Open Domain Question Answering Skill on Wikipedia¶
Task definition¶
Open Domain Question Answering (ODQA) is a task to find an exact answer to any question in Wikipedia articles. Thus, given only a question, the system outputs the best answer it can find:
:: What is the name of Darth Vader's son?
>> Luke Skywalker
Languages¶
There are pretrained ODQA models for English and Russian languages in DeepPavlov DeepPavlov.
Models¶
The architecture of ODQA skill is modular and consists of two models, a ranker and a reader.

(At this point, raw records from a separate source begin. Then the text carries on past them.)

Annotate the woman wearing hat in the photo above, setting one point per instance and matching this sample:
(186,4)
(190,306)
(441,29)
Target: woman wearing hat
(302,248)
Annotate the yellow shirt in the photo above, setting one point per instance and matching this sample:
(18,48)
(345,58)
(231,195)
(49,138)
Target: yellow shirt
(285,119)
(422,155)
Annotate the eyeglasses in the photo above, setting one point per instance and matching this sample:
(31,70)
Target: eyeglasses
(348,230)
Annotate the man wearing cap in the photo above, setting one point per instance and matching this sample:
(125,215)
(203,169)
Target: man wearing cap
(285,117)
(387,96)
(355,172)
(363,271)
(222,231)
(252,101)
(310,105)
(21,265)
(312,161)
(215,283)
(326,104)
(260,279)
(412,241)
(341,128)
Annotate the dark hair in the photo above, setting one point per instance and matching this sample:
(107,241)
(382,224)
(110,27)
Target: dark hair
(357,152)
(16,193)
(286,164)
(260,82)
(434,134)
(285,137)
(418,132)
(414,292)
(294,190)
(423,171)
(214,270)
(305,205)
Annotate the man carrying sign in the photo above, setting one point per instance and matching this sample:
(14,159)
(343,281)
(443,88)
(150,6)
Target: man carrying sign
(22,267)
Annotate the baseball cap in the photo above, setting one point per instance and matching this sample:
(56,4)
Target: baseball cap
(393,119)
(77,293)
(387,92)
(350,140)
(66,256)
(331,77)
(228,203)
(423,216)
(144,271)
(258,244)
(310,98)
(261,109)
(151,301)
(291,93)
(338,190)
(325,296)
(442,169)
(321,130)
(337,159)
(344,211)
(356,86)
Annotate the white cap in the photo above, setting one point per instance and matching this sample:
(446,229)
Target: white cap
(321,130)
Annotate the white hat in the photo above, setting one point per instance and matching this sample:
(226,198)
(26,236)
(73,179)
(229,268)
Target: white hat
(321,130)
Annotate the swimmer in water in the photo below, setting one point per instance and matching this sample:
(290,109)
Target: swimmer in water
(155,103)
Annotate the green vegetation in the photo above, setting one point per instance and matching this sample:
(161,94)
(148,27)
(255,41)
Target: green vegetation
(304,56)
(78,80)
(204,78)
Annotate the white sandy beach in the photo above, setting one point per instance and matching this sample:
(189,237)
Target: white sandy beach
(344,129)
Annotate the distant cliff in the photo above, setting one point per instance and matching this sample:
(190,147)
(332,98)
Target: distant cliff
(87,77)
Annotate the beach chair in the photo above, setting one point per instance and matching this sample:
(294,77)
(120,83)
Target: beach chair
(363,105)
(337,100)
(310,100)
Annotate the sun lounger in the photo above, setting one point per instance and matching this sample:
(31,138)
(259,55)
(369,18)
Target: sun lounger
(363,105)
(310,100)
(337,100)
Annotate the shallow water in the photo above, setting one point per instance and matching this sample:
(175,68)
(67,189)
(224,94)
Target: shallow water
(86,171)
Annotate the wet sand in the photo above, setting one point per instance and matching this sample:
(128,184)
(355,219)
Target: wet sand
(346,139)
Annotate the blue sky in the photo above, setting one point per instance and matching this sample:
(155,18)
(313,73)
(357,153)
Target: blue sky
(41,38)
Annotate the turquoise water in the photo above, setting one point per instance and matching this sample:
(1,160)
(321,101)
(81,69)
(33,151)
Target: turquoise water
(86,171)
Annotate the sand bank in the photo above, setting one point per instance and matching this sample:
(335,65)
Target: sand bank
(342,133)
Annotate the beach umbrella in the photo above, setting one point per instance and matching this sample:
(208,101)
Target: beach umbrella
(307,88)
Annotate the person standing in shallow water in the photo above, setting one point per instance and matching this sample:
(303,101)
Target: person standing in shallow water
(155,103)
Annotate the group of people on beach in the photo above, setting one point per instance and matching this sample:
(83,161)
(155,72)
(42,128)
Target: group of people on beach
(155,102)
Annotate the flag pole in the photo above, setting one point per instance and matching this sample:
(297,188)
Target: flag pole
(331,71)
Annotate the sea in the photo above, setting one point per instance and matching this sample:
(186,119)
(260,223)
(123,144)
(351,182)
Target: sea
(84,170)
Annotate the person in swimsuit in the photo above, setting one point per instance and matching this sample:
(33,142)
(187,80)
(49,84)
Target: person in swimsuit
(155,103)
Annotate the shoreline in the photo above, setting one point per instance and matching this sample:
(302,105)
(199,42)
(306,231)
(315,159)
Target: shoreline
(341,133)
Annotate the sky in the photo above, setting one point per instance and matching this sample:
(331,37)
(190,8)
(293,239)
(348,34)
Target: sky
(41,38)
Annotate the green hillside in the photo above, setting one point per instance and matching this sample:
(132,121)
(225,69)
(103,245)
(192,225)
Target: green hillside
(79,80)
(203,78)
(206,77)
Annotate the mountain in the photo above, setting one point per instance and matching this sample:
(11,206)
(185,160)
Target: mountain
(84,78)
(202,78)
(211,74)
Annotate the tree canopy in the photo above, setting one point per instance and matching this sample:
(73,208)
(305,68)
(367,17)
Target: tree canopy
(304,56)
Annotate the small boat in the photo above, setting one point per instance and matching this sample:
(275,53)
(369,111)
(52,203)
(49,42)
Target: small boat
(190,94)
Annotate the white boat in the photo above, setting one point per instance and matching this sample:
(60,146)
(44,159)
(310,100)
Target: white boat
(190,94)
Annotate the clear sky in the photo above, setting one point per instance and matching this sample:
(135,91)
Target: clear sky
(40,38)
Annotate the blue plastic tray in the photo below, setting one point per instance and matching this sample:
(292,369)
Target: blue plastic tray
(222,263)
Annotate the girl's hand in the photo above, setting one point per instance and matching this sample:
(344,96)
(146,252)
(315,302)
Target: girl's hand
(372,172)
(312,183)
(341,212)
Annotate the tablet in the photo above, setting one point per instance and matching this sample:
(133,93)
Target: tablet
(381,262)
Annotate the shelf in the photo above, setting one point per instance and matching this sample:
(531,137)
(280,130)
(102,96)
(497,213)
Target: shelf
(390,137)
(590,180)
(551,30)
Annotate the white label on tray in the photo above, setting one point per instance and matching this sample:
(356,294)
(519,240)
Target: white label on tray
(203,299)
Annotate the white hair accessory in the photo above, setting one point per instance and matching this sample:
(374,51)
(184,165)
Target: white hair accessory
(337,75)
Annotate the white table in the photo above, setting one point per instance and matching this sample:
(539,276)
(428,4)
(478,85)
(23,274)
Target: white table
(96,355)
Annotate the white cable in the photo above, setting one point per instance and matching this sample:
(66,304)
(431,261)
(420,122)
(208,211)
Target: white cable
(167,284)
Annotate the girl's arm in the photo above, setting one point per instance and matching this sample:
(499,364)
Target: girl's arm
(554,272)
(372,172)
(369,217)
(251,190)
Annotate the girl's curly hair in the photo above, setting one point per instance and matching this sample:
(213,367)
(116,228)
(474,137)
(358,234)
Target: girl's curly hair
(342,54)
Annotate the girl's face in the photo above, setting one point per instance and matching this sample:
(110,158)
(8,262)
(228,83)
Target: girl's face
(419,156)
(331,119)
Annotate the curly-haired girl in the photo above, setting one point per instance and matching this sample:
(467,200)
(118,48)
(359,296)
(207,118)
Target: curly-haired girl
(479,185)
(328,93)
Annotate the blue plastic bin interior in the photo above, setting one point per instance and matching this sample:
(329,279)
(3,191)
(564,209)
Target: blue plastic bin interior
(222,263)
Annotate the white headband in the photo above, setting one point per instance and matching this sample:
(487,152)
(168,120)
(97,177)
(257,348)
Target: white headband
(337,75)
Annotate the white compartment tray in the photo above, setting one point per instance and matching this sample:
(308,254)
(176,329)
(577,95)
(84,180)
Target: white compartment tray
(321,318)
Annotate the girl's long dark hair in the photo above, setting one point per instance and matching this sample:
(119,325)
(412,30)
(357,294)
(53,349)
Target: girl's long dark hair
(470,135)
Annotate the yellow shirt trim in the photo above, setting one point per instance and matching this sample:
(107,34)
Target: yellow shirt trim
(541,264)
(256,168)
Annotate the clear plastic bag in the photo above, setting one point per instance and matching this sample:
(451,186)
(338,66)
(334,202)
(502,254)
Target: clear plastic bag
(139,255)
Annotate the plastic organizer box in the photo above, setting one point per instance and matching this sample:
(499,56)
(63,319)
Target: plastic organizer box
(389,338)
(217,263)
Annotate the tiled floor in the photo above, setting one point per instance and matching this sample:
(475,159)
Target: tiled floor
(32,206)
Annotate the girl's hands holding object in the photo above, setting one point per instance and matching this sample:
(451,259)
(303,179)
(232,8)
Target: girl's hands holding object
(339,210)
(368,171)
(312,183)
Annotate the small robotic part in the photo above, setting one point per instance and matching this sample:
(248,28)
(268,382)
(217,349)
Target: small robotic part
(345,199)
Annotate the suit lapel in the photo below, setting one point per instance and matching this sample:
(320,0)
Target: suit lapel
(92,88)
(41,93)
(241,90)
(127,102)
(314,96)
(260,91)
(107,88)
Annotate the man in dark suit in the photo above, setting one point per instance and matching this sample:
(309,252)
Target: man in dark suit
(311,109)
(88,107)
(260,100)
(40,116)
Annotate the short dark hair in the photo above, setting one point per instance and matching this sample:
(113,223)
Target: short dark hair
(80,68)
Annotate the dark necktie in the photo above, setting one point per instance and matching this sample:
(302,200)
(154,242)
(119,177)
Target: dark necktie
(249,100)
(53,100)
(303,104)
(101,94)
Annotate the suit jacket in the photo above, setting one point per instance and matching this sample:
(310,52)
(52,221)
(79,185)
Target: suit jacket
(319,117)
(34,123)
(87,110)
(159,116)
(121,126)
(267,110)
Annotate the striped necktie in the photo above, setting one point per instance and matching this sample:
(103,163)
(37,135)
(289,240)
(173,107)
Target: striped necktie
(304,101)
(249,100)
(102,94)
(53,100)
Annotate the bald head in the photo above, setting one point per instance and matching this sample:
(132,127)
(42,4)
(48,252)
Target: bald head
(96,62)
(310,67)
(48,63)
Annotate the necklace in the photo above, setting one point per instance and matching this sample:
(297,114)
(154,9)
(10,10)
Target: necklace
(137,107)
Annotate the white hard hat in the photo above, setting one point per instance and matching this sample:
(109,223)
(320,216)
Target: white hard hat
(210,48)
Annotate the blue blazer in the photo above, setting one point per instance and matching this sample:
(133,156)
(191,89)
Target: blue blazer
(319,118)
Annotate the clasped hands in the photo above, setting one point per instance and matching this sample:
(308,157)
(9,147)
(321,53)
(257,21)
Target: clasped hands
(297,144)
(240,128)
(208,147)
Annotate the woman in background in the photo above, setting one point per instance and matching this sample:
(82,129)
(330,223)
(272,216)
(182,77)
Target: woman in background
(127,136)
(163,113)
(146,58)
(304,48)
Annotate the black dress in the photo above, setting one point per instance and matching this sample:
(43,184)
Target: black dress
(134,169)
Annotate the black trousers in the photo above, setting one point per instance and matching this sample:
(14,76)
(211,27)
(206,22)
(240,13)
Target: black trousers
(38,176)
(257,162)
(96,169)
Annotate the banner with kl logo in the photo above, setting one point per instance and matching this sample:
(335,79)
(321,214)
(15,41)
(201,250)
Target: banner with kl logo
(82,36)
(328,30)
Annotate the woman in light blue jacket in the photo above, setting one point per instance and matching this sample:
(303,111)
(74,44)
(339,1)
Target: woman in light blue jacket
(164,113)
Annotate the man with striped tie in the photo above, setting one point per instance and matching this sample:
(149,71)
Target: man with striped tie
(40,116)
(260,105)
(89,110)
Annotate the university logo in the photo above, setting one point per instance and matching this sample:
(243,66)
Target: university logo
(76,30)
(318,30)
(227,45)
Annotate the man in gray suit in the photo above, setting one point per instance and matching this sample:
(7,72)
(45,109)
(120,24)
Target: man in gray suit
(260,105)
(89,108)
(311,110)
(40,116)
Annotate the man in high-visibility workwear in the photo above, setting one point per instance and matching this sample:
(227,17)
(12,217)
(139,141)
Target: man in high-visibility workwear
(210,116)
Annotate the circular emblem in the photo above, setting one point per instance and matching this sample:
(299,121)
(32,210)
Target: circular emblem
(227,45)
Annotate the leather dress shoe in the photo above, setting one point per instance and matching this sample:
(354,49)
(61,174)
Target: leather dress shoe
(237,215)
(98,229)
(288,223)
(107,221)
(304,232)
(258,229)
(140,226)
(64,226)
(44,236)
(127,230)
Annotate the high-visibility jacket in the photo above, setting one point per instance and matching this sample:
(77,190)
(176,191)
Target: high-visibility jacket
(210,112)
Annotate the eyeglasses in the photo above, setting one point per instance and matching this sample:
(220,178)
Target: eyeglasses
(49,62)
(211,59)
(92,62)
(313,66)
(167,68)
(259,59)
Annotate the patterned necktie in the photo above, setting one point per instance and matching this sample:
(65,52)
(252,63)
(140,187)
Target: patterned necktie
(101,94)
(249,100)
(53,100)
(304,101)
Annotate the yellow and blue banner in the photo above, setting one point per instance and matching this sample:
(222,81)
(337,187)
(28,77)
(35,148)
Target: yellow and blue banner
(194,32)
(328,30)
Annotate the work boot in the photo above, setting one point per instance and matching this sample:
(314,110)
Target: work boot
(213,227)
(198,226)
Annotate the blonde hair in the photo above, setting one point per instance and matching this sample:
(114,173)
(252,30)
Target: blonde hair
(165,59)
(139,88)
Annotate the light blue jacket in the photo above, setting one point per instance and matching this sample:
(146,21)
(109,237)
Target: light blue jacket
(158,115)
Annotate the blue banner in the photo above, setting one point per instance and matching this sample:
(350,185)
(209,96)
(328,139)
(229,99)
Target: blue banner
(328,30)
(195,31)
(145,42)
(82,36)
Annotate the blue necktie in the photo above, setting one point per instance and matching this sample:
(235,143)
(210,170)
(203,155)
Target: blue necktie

The ranker is based on DrQA [1] proposed by Facebook Research and the reader is based on R-NET [2] proposed by Microsoft Research Asia and its implementation [3] by Wenxuan Zhou.
Running ODQA¶
Tensorflow-1.8.0 with GPU support is required to run this model.
About 16 GB of RAM required
Note
TensorFlow 1.8 with GPU support is required to run this skill.
About 16 GB of RAM required.
Training¶
ODQA ranker and ODQA reader should be trained separately. Read about training the ranker here. Read about training the reader in our separate reader tutorial.
Interacting¶
When interacting, the ODQA skill returns a plain answer to the user’s question.
Run the following to interact with English ODQA:
cd deeppavlov/
python deep.py interact deeppavlov/configs/odqa/en_odqa_infer_wiki.json -d
Run the following to interact with Russian ODQA:
cd deeppavlov/
python deep.py interact deeppavlov/configs/odqa/ru_odqa_infer_wiki.json -d
Configuration¶
The ODQA configs suit only model inferring purposes. For training purposes use the ranker configs and the reader configs accordingly.
Comparison¶
Scores for ODQA skill:
Skill | Config | Ranker Recall (top 5) | Reader f1 |
---|---|---|---|
ODQA English | en_odqa_infer_wiki.json | 0.756 | 0.257 |